La preghiera, lo studio delle Scritture e il porto sicuro che chiama casa hanno aiutato Cristian a diventare quello che è, ossia un Santo degli Ultimi Giorni deciso a onorare il sacerdozio, a svolgere una missione e, un giorno, a diventare un marito e un padre retto.

Con il pensiero alla gioia

Questi obiettivi pongono Cristian su un altro piano rispetto agli amici. «Sin da quando andavo in Primaria volevo andare in missione», racconta. Purtroppo, gli amici non sono interessati a conoscere il suo credo o qualsiasi altra religione, perché «pensano soltanto a studiare, a fare sport e a divertirsi».

Egli ricorda di aver fatto esperienze spirituali distribuendo il sacramento quando era diacono e digiunando per un parente ammalato. È molto soddisfatto dell’insegnamento familiare quando «vede la differenza tra prima e dopo la visita», se le famiglie che va a trovare con il padre «ricevono conforto e sono grate per le parole dette loro».

Questi sono sentimenti ed esperienze che molti amici di Cristian non possono raccontare. A volte si sente incompreso, ma la visione spirituale è una benedizione che non vuole mai perdere. Come il cieco guarito dal Salvatore in una delle storie del Nuovo Testamento che piace di più a Cristian (vedere Giovanni 9:1–11), quest’ultimo può vedere chiaramente, mentre molti amici sono ancora ciechi alla gioia che il Vangelo porta.

La condivisione della visione

Ecco un motivo per cui non vede l’ora di andare in missione: aiutare le persone a vedere le realtà spirituali che egli ha avuto la possibilità di comprendere. Sin da bambino è stato molto amico dei missionari e si è sentito triste ogni qual volta uno di loro veniva trasferito. «Con il passare del tempo, a volte mi dimentico il nome del missionario, ma non dimentico mai l’esperienza. Ognuno di loro ha lasciato in me un’impressione. Voglio essere come i missionari che ho conosciuto sino ad ora».

Cristian è stato in particolare colpito dalla determinazione che ha notato quando esce con loro come volontario. Anche se «molti rispondono con un deciso “No, non m’interessa”, oppure sbattono loro la porta in faccia, essi non si arrendono. Continuano a bussare alla porta successiva e cercano di condividere la conoscenza del Vangelo con altre persone».

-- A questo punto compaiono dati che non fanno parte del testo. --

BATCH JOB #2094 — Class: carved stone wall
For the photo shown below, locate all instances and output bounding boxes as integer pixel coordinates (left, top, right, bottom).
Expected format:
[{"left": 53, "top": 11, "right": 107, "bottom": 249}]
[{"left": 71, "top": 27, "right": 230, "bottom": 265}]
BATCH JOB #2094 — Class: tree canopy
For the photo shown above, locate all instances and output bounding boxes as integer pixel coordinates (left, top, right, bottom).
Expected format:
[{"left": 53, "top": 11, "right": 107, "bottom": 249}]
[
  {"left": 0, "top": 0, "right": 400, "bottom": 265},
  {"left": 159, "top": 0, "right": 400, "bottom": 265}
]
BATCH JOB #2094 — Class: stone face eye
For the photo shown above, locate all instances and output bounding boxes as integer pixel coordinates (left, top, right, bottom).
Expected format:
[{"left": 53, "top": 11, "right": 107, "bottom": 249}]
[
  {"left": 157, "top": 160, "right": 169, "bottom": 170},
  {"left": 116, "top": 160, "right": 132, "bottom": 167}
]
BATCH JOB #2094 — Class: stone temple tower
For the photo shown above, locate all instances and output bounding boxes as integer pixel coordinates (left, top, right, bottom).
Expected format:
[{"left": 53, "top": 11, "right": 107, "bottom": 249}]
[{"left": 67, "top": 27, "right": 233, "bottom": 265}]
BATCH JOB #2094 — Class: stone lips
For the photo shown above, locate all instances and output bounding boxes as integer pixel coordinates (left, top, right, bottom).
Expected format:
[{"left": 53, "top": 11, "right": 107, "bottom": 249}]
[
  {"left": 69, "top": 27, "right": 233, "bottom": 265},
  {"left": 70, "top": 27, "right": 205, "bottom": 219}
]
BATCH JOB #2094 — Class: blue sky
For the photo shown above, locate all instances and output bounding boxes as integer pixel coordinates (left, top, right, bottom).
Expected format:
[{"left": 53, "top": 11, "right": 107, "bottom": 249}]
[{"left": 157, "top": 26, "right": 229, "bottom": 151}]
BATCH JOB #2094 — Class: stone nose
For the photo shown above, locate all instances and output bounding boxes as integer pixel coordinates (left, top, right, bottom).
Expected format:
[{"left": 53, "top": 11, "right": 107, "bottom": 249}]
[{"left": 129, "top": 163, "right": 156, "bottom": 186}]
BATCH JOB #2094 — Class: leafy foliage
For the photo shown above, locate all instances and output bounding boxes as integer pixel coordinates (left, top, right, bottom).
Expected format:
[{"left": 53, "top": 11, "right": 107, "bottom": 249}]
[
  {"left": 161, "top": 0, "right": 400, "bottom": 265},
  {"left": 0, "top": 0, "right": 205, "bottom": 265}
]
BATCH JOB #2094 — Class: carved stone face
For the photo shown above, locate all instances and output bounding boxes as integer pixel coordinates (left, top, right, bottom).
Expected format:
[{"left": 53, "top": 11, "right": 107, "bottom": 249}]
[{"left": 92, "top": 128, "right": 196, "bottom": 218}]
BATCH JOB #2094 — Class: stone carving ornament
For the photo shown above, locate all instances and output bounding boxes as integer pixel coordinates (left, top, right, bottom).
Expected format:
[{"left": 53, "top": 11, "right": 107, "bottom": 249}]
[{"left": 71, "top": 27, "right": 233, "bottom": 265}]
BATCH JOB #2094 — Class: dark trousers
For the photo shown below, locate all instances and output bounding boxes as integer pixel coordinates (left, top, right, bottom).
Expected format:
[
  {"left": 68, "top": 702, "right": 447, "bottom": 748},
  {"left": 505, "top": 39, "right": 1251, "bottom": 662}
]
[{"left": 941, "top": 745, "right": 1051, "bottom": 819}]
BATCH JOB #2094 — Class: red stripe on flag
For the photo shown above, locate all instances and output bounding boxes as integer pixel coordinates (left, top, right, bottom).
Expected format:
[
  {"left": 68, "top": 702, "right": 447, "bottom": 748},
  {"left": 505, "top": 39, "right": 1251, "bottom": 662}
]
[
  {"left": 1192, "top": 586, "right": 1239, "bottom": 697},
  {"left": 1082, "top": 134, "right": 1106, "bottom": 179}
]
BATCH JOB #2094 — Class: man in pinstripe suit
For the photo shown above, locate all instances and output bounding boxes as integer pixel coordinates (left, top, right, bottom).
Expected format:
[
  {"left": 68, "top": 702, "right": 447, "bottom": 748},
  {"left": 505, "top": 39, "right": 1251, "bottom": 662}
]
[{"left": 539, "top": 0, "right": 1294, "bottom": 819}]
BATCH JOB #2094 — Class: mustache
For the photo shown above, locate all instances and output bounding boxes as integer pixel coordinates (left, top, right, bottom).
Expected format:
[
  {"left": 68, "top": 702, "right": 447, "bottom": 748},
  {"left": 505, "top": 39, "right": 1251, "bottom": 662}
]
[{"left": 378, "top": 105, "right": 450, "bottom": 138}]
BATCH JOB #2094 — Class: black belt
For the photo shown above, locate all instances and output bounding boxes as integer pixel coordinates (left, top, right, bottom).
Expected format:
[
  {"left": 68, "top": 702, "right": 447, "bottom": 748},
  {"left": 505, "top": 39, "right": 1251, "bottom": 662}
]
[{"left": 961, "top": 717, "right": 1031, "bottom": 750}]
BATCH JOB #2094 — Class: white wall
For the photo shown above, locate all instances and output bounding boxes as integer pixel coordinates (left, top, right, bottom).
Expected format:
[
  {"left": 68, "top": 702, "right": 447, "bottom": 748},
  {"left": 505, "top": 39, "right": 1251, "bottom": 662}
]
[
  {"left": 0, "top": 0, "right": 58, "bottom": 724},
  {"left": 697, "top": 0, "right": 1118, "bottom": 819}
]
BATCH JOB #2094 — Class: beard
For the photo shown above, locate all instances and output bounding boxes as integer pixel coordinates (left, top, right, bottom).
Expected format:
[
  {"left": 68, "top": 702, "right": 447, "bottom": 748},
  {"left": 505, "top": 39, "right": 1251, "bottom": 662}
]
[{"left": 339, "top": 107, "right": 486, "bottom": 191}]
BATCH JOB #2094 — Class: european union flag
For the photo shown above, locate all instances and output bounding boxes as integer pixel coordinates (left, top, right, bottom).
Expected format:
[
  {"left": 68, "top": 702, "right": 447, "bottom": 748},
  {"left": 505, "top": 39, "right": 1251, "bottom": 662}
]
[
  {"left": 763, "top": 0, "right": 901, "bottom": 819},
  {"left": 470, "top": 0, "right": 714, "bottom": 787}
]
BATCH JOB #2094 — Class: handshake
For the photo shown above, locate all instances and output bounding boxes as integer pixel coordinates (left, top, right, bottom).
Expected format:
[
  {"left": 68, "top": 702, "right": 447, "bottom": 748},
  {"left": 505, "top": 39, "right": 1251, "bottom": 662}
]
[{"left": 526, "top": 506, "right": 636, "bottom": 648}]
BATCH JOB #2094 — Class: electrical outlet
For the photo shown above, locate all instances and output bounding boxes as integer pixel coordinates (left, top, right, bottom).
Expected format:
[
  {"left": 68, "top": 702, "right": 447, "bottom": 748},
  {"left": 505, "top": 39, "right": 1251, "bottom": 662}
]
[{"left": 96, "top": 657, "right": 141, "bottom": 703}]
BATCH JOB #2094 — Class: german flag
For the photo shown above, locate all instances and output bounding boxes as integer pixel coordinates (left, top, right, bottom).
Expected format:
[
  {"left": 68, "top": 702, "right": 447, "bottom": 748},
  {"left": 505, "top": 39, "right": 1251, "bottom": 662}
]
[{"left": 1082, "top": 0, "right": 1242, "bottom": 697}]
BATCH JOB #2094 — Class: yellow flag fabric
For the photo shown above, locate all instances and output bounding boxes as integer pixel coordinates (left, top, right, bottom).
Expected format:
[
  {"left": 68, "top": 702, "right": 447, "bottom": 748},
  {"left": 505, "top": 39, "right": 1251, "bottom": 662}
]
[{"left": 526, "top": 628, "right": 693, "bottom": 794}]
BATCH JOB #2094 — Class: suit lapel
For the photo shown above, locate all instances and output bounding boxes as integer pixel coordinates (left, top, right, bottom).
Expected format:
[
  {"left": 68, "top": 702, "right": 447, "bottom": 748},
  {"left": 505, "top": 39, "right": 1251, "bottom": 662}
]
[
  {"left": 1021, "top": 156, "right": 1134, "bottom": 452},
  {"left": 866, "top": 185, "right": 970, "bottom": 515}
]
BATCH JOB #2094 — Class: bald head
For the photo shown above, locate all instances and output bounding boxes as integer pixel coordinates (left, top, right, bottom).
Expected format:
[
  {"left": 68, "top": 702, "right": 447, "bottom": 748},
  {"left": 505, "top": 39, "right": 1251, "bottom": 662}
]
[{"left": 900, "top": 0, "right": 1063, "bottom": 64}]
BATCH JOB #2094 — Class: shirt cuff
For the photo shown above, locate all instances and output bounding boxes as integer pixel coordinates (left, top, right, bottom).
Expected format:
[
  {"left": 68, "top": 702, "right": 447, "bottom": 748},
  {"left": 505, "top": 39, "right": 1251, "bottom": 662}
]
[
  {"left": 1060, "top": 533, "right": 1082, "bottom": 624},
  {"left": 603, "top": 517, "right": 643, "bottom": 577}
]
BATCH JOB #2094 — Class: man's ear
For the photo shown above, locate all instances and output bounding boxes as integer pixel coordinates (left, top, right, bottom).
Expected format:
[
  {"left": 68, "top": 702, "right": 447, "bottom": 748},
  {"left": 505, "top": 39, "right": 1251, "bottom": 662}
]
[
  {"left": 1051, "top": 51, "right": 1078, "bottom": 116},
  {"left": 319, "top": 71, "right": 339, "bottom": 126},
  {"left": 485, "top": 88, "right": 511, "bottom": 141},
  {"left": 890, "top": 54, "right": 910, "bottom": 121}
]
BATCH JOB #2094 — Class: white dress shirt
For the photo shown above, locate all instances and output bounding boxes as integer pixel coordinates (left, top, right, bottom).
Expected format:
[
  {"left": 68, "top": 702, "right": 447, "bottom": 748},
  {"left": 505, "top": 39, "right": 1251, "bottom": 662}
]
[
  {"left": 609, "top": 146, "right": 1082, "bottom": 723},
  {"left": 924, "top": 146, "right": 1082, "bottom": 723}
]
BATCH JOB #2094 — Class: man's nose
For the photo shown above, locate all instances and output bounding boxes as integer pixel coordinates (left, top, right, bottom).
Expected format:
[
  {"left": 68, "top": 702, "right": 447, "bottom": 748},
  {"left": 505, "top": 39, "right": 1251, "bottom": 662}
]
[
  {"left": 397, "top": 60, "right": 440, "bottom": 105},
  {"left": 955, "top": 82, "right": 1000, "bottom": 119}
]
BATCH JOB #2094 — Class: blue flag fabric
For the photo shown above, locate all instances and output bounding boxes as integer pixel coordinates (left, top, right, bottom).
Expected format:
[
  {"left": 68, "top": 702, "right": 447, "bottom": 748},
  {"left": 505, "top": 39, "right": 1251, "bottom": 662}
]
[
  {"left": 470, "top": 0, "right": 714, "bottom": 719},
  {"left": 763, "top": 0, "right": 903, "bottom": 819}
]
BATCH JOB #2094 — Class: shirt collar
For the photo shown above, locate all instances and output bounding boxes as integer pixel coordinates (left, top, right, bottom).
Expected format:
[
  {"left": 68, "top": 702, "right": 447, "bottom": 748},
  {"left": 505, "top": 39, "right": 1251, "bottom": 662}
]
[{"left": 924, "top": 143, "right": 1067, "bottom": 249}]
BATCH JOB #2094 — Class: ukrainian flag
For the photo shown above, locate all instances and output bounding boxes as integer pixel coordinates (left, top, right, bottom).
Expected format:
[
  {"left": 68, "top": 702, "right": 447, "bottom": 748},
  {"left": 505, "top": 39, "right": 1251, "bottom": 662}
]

Cristian si prepara per la missione non solo mantenendosi puro e studiando il Vangelo, ma anche vestendosi in maniera adeguata, non appariscente.

La moda è molto importante a Firenze, ma per lui non sono importanti i vestiti costosi. Alla domenica «indosso la camicia bianca, la giacca e la cravatta in segno di rispetto per il giorno di riposo e per il Signore». Sa che ciò lo aiuterà a osservare il codice d’abbigliamento missionario. Il resto della settimana indossa ciò che desidera. «Non mi è mai piaciuto seguire le regole della moda. Non m’interessa che cosa indosso, purché mi vesta in modo appropriato», senza prestare attenzione al nome sull’etichetta.

Le chiavi per la felicità

Cristian attende con ansia di ricevere il Sacerdozio di Melchisedec, l’investitura del tempio, la chiamata a svolgere una missione a tempo pieno, e, un giorno, di avere la possibilità di «chiudere a chiave il suo amore» per una propria famiglia eterna.

In definitiva, attende con gioia la seconda venuta di Gesù Cristo. «Mi conforta sapere che quando verrà» i peccati del mondo e la conseguente tristezza «avranno fine». Sino ad allora onorerà coloro che detengono le chiavi del sacerdozio e terrà fede alle alleanze che lo avvicinano al Salvatore. Sa che questa è l’unica via per essere al sicuro da un punto di vista spirituale e per vivere felicemente per l’eternità.